David Sullivan & West Ham re-allocating blame for the Andy Carroll situation


Andy Carroll, as everyone is aware, has suffered yet another injury set-back and will likely be unavailable to West Ham until early November.  The forward sustained an ankle injury during the club’s pre-season tour of New Zealand and is currently recovering from surgery in the United States.

Because of his repeated absences, Carroll is seemingly becoming a source of embarrassment for West Ham’s owners and, as such, David Sullivan has moved quickly to shift the blame for the £15m signing.

“We were assured by our physio - who has since left the club - that the player would be available for the start of the season.

He wasn’t available until January or February. A mistake was made and we were given the wrong information. We based our decision and our purchase of the player on what the medical department told us.

We’ve changed everything in that department as a result of that. At the same time on his day he is a devastating and fantastic player, we’ve just got to get him back to his best.”


I’m not sure that’s quite the excuse Sullivan believes it to be.

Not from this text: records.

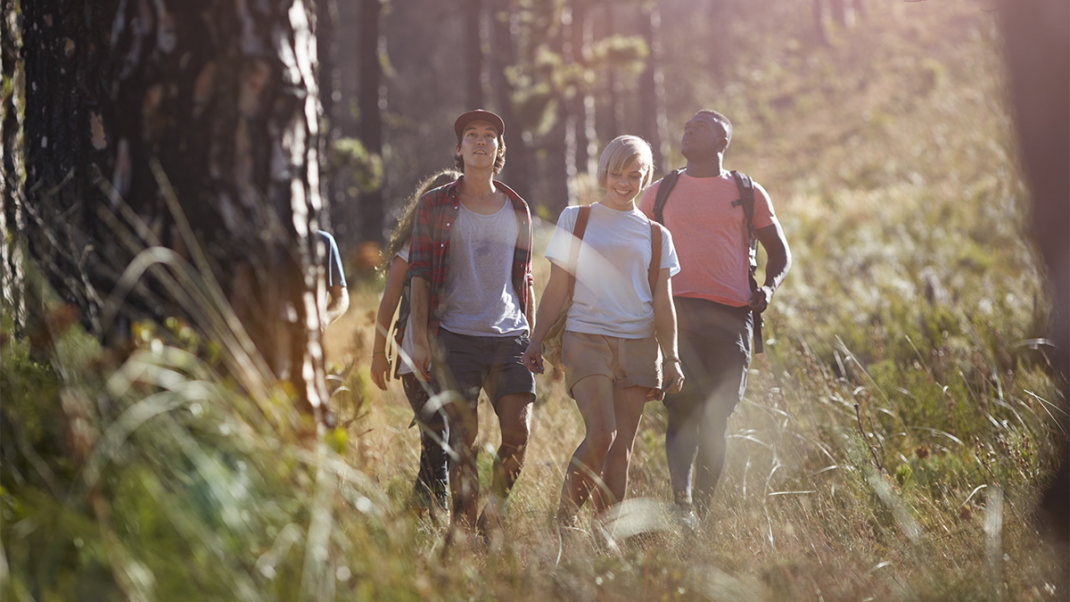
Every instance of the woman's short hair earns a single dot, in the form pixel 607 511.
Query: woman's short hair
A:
pixel 499 160
pixel 620 152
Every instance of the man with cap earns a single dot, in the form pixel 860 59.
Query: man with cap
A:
pixel 472 303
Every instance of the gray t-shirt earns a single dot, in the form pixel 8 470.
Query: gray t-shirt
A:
pixel 478 298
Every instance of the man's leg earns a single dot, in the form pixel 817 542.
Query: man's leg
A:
pixel 684 408
pixel 511 387
pixel 682 445
pixel 463 473
pixel 709 461
pixel 461 370
pixel 728 363
pixel 514 417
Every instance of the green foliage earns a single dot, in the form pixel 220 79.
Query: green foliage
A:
pixel 367 167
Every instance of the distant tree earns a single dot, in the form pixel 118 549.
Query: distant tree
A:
pixel 652 111
pixel 214 97
pixel 473 52
pixel 842 12
pixel 329 80
pixel 370 104
pixel 504 29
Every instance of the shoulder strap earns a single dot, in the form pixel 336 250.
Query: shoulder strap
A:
pixel 746 186
pixel 652 273
pixel 574 253
pixel 659 201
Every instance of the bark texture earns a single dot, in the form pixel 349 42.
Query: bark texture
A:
pixel 218 96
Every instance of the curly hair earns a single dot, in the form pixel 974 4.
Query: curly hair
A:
pixel 402 232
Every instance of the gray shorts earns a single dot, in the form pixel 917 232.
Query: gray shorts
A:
pixel 491 364
pixel 715 350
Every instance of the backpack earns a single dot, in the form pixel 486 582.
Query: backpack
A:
pixel 551 344
pixel 746 186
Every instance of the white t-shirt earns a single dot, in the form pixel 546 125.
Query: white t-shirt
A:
pixel 612 294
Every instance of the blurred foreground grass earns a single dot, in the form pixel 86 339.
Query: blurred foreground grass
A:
pixel 891 446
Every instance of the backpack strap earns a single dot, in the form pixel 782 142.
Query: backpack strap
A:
pixel 574 253
pixel 655 268
pixel 667 184
pixel 746 186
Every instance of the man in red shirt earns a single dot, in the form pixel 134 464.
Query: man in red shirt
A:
pixel 714 301
pixel 471 296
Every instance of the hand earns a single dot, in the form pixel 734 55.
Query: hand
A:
pixel 380 369
pixel 674 376
pixel 422 360
pixel 533 357
pixel 761 298
pixel 672 384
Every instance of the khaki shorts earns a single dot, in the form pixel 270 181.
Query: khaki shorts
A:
pixel 627 363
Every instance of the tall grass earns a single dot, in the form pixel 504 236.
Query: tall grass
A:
pixel 891 445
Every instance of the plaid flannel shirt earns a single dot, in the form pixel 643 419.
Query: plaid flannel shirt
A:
pixel 429 250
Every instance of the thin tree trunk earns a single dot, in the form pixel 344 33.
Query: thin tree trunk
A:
pixel 326 20
pixel 473 53
pixel 615 88
pixel 371 121
pixel 504 55
pixel 222 96
pixel 652 89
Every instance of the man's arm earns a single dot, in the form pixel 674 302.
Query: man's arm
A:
pixel 421 258
pixel 530 310
pixel 777 266
pixel 665 327
pixel 419 301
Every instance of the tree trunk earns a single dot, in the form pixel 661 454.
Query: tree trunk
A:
pixel 473 53
pixel 652 90
pixel 505 55
pixel 614 88
pixel 586 138
pixel 220 96
pixel 371 121
pixel 326 20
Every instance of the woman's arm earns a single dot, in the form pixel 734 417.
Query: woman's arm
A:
pixel 549 308
pixel 665 326
pixel 392 294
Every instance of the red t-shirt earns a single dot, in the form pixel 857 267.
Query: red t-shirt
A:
pixel 711 236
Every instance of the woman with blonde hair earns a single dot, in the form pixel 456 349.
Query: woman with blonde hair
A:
pixel 616 264
pixel 432 480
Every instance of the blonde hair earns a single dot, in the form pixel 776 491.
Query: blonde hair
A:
pixel 402 232
pixel 620 152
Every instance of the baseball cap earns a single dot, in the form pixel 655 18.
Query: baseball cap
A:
pixel 476 116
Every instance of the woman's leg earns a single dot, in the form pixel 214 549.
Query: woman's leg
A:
pixel 594 397
pixel 628 405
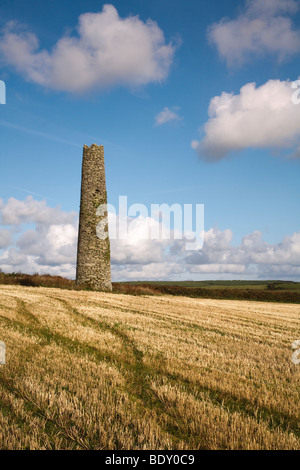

Of course Premier League clubs rely on their medical teams to keep them abreast of injuries and players’ physical conditions, but the risk of this transfer was predicated on the amount of money West Ham were willing to pay Liverpool for Andy Carroll.  During the season in which the club had him on-loan, the player missed a combined 14 games through knee and hamstring injuries and, prior to that, the player had a far from unblemished injury record - irrespective of the advice given to him by the medical department, Sullivan must always have known that the amount of money being spent on Carroll constituted an enormous risk.

Look at the amounts of money West Ham have been willing to spend on players in the past and look at what they agreed to pay Sam Allardyce as an annual salary: yes, the Carroll situation is a multi-faceted problem with many causes, but there’s a case in general for saying that club are soft negotiators.

Look at the way he plays the game and look at which areas of his body are repeatedly causing him trouble: knees, feet, ankles, hamstrings - do you really need a medical degree to guess that there might be a structural problem with this player?

West Ham may have been let down by their former physio, but Carroll’s availability at the start of last season and his general fragility are two different problems.